Меня терзало беспокойство, как всякого, кто испытывает слишком большое счастье. Я часто входил к моему старому другу Периклу, он теперь обычно дремал, но я все еще пытался видеть в нем незабвенного товарища моей юности. Я садился к нему на кровать, я гладил его волосы, руки, лоб, одеяло, под которым обрисовывалось исхудавшее тело, он что-то лепетал, это могло означать и сахар, и покой, и Христос, и просто животное бормотанье.
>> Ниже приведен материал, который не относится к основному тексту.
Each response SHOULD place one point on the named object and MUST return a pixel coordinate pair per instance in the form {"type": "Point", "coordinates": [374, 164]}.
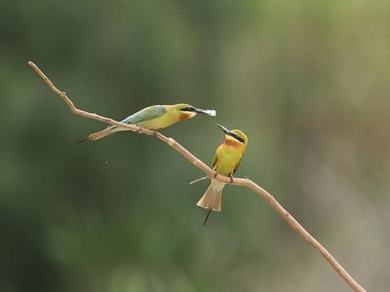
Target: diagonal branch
{"type": "Point", "coordinates": [245, 182]}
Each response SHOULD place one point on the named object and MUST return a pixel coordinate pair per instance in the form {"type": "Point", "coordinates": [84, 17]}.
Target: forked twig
{"type": "Point", "coordinates": [245, 182]}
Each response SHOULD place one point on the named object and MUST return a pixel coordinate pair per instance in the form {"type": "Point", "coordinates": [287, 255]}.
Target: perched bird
{"type": "Point", "coordinates": [153, 117]}
{"type": "Point", "coordinates": [226, 162]}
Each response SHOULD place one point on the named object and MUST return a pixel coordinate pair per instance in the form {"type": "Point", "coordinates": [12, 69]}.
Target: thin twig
{"type": "Point", "coordinates": [245, 182]}
{"type": "Point", "coordinates": [198, 180]}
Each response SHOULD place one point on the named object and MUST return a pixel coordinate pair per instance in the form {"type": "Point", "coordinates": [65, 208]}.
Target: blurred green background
{"type": "Point", "coordinates": [306, 80]}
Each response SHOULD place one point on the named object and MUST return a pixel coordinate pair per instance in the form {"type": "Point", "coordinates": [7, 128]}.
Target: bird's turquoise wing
{"type": "Point", "coordinates": [146, 114]}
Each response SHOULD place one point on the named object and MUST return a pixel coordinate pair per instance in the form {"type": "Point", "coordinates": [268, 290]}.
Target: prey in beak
{"type": "Point", "coordinates": [211, 113]}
Но, может быть, он понимал меня лучше, чем мог это выразить? В его глубоко запавших глазах, несмотря на косину, было что-то говорящее, его рот под густой бородой казался невероятно страдальческим. Я утешал его, уговаривал. Может быть, он улавливал смысл или по крайней мере звук моих слов, ему это было как будто приятно, он начинал тихо вторить мне. Но как только я переставал говорить, он тоже мгновенно умолкал. Я наблюдал это и у других паралитиков. Но их я видел только во время осмотра, когда я был вооружен моими инструментами, моими записями, их я видел только глазами врача. Его я видел глазами друга.

Наступило начало июня 1919 года. Я, как обычно, возвратился домой поздно вечером. Эвелина накрыла на стол. Экономка ежедневно посылала нам прекрасные цветы из больничного сада. Моя возлюбленная, еще более возбужденная, чем всегда, без конца восторгалась великолепным букетом и погружала в цветы свое, несмотря на все косметические средства, осунувшееся лицо. Заставить ее есть я не мог. В комнате чуть слышно пахло дымом сигарет. Я не спрашивал Эвелину, я знал, что она все равно не скажет правды. Я притворился, что верю, будто она уже ела, и даже «в десять раз больше, чем всегда».

— Прошу тебя, съешь еще что-нибудь, самую малость, — сказал я, — ты совсем обессилеешь.